Ted de Corsia (September 29, 1903 – April 11, 1973) was an American radio, film, and television actor best remembered for his role as a gangster turned state's evidence in the 1951 film, The Enforcer (1951). In radio, he voiced roles on The March of Time, The Shadow, and Mike Hammer.
De Corsia was born in Brooklyn, New York. He made his movie debut in Orson Welles' The Lady from Shanghai and went on to make a career playing villains and gangsters in 1940s and 1950s films including The Naked City (1948),The Big Combo (1955), The Killing (1956), Baby Face Nelson, andSlightly Scarlet (1956).

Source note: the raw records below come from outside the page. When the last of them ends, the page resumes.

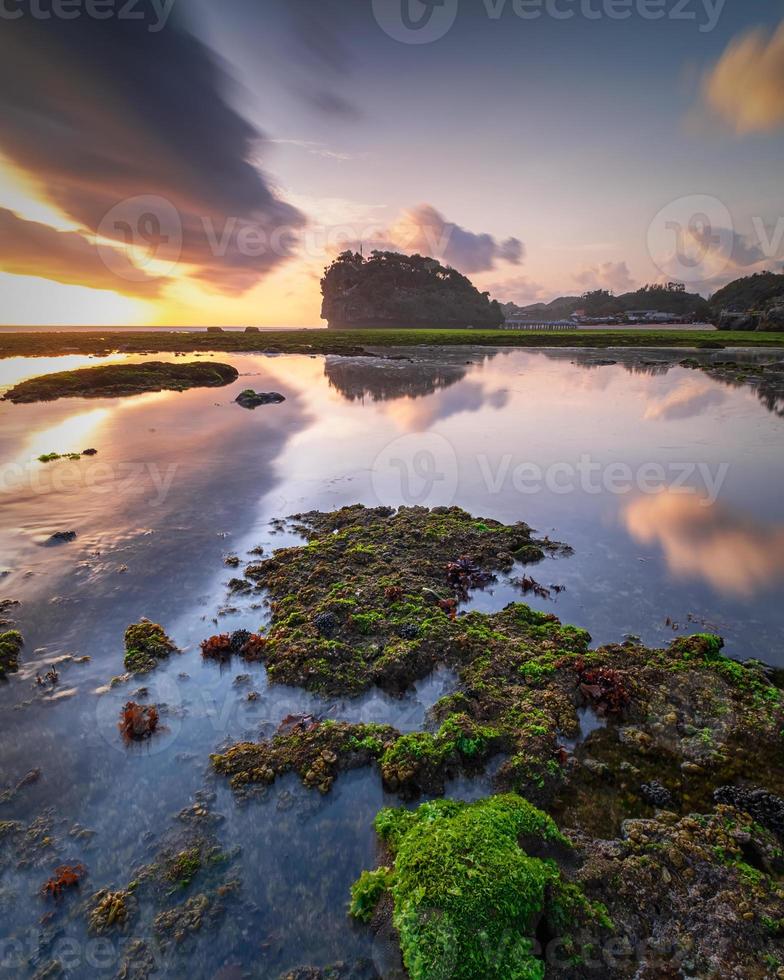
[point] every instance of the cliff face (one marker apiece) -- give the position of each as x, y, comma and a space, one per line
400, 291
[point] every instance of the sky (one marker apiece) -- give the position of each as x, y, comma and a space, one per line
181, 162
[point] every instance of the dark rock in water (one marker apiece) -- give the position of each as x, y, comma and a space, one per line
239, 638
327, 624
62, 537
764, 807
738, 321
656, 794
252, 399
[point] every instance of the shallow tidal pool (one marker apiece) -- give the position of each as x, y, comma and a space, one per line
666, 483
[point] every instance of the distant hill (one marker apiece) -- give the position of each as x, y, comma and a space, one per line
389, 289
750, 293
666, 299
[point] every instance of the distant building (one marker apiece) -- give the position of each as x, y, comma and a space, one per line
521, 323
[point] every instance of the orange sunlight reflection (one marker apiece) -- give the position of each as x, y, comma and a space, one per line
733, 553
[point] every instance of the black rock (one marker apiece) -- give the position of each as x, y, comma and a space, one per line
238, 640
252, 399
327, 624
766, 808
62, 537
656, 794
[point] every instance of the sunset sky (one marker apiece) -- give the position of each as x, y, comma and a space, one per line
203, 167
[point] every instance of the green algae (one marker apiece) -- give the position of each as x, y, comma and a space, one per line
119, 380
367, 600
146, 644
467, 896
316, 751
339, 624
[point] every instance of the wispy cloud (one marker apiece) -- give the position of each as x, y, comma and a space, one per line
316, 149
614, 276
100, 111
745, 88
30, 248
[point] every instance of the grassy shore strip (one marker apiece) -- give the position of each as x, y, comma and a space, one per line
356, 342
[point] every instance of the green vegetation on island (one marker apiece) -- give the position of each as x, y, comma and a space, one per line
118, 380
671, 298
389, 289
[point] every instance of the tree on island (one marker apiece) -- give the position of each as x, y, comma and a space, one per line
389, 289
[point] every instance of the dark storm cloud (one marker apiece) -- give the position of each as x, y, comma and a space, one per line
102, 111
317, 37
29, 248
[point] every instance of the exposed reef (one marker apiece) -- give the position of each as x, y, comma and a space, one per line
146, 644
119, 380
11, 643
254, 399
766, 378
640, 830
471, 885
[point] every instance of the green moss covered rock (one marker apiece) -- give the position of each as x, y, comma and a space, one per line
146, 644
11, 644
467, 896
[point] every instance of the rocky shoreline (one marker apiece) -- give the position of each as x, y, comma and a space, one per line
652, 848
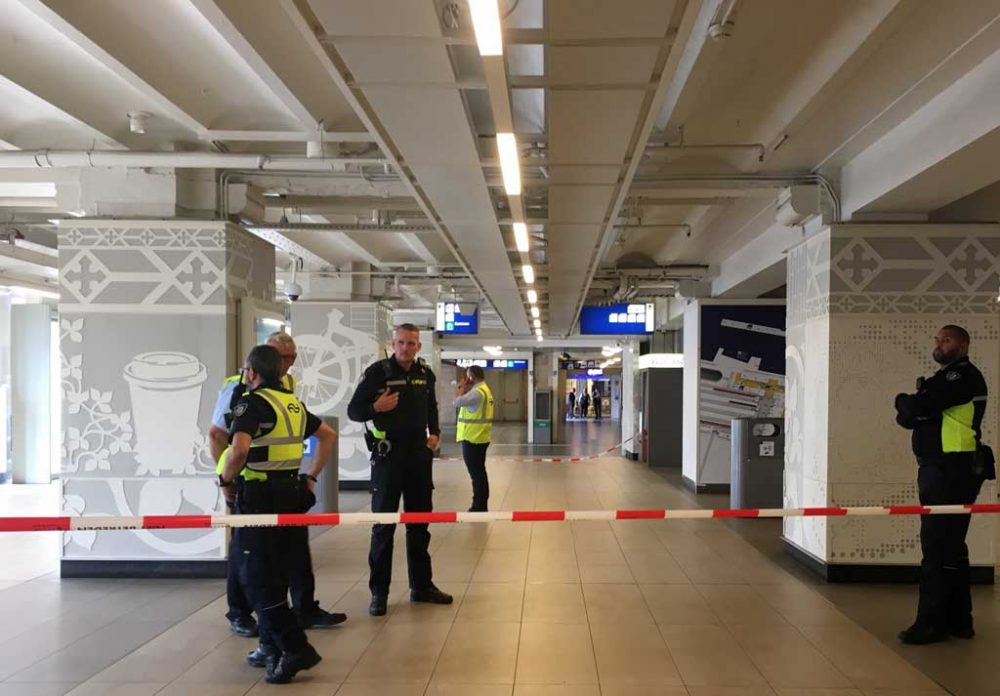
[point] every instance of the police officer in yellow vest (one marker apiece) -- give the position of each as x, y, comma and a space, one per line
475, 430
945, 415
302, 582
260, 475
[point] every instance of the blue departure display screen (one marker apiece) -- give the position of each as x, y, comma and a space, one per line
618, 319
457, 318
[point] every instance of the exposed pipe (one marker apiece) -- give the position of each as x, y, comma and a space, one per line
52, 159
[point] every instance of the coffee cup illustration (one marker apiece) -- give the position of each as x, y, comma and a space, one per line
165, 389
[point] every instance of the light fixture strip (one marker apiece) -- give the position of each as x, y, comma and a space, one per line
510, 166
486, 24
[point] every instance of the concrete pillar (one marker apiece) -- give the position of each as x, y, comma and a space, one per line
864, 302
31, 402
336, 341
147, 335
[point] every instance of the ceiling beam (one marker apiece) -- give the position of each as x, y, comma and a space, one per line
249, 136
117, 68
234, 38
305, 21
418, 247
8, 84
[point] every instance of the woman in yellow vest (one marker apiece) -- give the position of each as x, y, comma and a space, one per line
475, 429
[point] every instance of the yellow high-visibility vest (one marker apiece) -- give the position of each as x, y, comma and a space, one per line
477, 426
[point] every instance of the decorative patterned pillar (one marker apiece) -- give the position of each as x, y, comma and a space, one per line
336, 341
147, 331
864, 303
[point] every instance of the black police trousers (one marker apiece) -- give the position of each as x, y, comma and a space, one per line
266, 554
405, 472
945, 595
474, 455
301, 580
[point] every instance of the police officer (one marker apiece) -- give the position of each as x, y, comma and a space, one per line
260, 475
398, 395
945, 415
475, 431
301, 579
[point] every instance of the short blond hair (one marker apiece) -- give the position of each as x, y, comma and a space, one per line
280, 338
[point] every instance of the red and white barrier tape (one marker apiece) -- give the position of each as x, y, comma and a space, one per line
66, 524
536, 460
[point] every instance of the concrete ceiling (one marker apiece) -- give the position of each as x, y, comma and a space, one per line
629, 119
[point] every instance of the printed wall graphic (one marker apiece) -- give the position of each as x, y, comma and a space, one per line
864, 304
742, 376
336, 342
143, 329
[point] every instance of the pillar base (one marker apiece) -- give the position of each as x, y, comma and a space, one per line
704, 487
875, 574
190, 570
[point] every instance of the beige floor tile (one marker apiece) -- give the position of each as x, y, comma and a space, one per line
436, 688
864, 660
616, 603
678, 605
820, 692
35, 688
739, 605
554, 603
787, 659
502, 565
552, 566
710, 656
491, 602
555, 654
303, 685
633, 653
383, 688
92, 688
732, 691
179, 688
410, 649
557, 690
479, 653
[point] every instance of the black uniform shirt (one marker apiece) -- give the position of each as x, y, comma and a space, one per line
254, 416
416, 413
959, 383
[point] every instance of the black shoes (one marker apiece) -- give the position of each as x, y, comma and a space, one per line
320, 618
290, 664
244, 626
922, 634
431, 595
379, 605
262, 655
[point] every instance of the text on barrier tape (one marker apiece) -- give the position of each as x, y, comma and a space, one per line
68, 523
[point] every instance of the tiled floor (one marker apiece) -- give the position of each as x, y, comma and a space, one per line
544, 609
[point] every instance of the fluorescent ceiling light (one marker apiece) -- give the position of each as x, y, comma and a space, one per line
521, 236
509, 165
486, 23
23, 290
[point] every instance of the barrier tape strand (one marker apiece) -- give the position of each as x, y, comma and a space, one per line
95, 523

In the late 1950s and 1960s, he appeared in a number of television series, mostly westerns including The Californians, Jefferson Drum, Richard Diamond, Private Detective, Frontier Doctor, Riverboat, Tate, The Twilight Zone, Lawman, Stoney Burke, Rawhide, Daniel Boone, Perry Mason,Gunsmoke, The Dakotas, I Dream of Jeannie and Get Smart.
In his last film, The Outside Man with Ann-Margret and Angie Dickinson, his character, the mobster Victor, is killed off early in the film, but he later appears as his embalmed corpse, posed in a chair, holding a cigar.
He died at the age of 69 in Encino, California, from a heart attack. His body was donated to medical science upon his death.